One of the ways to accelerate patent prosecution in Russia is the Patent Prosecution Highway (PPH). Currently, the Russian Patent and Trademark Office (RUPTO) has pilot PPH programs with the European Patent Office and the Patent Offices of Japan, US, Korea, Finland, Spain, Denmark, China and Portugal. According to the signed agreements, RUPTO’s patent examiners will take into consideration PCT and national/regional work products. Filing the PPH request, the client may count on receiving fewer office actions and consequently decreasing the term of prosecution.
Another way is the RUPTO’s paid service allowing the applicant to receive the search report within 10 working days. The search results allow decreasing to two months the term of issuing the first office action or the decision of grant. The official tariff charged for this service amounts to 94,400 RUR.
How can I transfer the Russian part of an international patent application (PCT) and of a Eurasian patent (application)?
The Russian part of a PCT application (as any Russian patent or patent application) can be transferred/assigned to another party on the base of an agreement between the parties (the recordation of the transfer of rights under a Russian patent takes about two months within the RUPTO plus preparation work).
A transfer/assignment of a Eurasian patent (patent application) can only take place with regard to all the contracting states (Armenia, Azerbaijan, Belarus, Kazakhstan, Kyrgyzstan, Russia, Tajikistan, Turkmenistan). Therefore, if the patent holder intends to transfer their patent rights with regard to Russia only, they will be unable to do so as long as the Eurasian patent is maintained in force in other countries. (And even if the patent holder has recently stopped paying annuities for some countries, the 3-year reinstatement right would be transferred together with the Eurasian patent).
What is the time limit for entering the Eurasian regional phase? Can this term be reinstated?

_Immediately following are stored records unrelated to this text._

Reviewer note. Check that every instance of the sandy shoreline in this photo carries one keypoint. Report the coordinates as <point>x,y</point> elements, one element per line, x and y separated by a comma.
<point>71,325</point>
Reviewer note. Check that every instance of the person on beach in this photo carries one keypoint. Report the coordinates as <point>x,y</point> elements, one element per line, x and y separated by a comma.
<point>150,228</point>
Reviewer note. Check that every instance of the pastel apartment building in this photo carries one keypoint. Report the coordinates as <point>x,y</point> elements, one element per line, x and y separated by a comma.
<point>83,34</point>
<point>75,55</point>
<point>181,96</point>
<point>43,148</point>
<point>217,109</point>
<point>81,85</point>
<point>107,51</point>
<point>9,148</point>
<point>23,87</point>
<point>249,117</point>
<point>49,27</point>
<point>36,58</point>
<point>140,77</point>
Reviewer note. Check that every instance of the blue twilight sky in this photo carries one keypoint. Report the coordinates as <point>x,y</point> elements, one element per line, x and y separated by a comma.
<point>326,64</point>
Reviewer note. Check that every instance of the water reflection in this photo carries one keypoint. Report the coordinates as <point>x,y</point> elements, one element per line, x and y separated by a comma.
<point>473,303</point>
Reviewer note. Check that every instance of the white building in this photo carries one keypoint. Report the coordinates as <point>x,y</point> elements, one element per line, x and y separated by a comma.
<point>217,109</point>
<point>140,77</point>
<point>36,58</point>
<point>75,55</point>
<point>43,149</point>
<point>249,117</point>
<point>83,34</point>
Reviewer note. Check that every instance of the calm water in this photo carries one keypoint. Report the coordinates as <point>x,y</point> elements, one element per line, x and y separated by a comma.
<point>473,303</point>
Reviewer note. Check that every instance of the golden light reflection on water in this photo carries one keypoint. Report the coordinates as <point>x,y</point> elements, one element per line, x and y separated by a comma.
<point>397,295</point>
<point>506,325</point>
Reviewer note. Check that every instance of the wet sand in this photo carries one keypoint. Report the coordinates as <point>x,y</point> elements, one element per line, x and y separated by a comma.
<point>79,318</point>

The time limit for entering the regional phase before the Eurasian Patent Office is 31 months from the priority date or the earliest priority date of several claimed priorities; if no priority is claimed, the time limit is 31 months from the filing date of the international application. The said time limits can be reinstated within 12 months on the applicant’s request in case the Patent office acknowledges the validity of the reason for the delay. The official fee for the reinstatement amounts to 25,000 RUR.
For most disputes related to patent invalidation/trademark cancellation, the venue is determined directly by Russian law. It is either the Federal executive authority in the sphere of intellectual property (Rospatent, the Chamber for Patent Disputes) or the Court for Intellectual Property Rights. For the remaining invalidation/cancellation actions (a few rare types of cases) the venue is defined according to general rules depending on the defendant's address.
At the same time, in infringement lawsuits, forum shopping is possible when the claimant can name multiple persons as co-defendants (e.g. manufacturer/importer, wholesalers, and retailers). In such cases, the claimant has the option to choose with which territorial court to file their action.